Once this information is prepared, the identity service is ready to respond to the request.
The response will include the client's generated certificate and private key, a list of CA certificates the client should trust, and a DateTime for expiration. The client will persist the JWT, device private key, device certificate, and CA certificates on disk and only update them when they get near expiration.
When two peers authenticate with each other, they can use either the JWT or the device certificate via MTLS. The decision depends on the client's capabilities and connection type.
Why does X.509 return both a key and a certificate instead of locally generating a key and sending a CSR?

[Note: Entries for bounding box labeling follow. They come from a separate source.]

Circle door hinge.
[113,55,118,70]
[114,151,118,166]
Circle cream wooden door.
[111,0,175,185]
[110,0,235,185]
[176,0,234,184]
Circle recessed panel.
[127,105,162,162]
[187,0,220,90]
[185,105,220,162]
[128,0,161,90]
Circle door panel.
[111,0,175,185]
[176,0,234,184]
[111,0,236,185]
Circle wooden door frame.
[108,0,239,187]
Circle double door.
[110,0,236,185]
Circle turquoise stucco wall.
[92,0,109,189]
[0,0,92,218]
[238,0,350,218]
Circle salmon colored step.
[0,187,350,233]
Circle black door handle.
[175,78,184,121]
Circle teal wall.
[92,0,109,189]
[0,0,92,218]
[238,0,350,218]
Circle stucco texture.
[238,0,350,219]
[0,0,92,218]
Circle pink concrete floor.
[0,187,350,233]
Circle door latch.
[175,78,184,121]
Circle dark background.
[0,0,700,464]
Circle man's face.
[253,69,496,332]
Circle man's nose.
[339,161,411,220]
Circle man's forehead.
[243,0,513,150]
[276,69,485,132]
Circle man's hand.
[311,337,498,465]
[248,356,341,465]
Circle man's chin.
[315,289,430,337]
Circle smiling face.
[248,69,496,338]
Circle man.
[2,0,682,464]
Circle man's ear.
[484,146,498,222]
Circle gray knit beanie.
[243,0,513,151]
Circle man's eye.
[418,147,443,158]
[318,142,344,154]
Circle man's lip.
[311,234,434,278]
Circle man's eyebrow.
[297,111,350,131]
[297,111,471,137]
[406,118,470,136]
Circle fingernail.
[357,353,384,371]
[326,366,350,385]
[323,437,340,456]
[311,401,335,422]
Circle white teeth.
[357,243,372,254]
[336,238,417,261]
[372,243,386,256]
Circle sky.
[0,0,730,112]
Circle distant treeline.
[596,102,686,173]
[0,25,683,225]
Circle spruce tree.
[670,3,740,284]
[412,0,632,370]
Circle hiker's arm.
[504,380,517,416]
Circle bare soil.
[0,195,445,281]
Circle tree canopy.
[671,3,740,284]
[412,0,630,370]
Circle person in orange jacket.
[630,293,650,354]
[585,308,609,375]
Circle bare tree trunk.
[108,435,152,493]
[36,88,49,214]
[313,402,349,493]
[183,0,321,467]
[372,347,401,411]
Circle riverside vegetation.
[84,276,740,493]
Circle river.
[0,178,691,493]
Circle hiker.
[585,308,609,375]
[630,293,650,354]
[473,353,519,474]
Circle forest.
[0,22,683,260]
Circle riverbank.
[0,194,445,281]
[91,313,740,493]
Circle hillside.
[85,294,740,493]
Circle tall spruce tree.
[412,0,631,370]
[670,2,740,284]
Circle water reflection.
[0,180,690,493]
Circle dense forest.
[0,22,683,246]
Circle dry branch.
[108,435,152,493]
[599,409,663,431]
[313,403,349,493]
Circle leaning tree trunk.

It would be possible to use a standard CSR flow. It was chosen to issue keys directly for a few reasons.
- There is no security benefit as our certificate request is in a secured tunnel, and the identity service is presumed to be completely trustworthy.
- Validating and signing CSRs is more complex than simply creating one with the correct format and fields.
- This is a convenient workflow if using Hashicorp Vault or similar to manage your PKI and issue certificates on demand.
Why is X.509 a separate request?
The idea is that JWTs could be quite short-lived but the X.509 certs could be long-lived to permit long periods of working offline, so the Small Peer could call them to refresh at different intervals. Different expiry periods between JWT and X.509 isn’t implemented yet.
Additionally, browser peers have no use for X.509 certificates so they don’t request them.
Of course, the Small Peer could have a single request that lets you request some combination of identities at once. There is no reason this couldn’t be added in the future to reduce latency.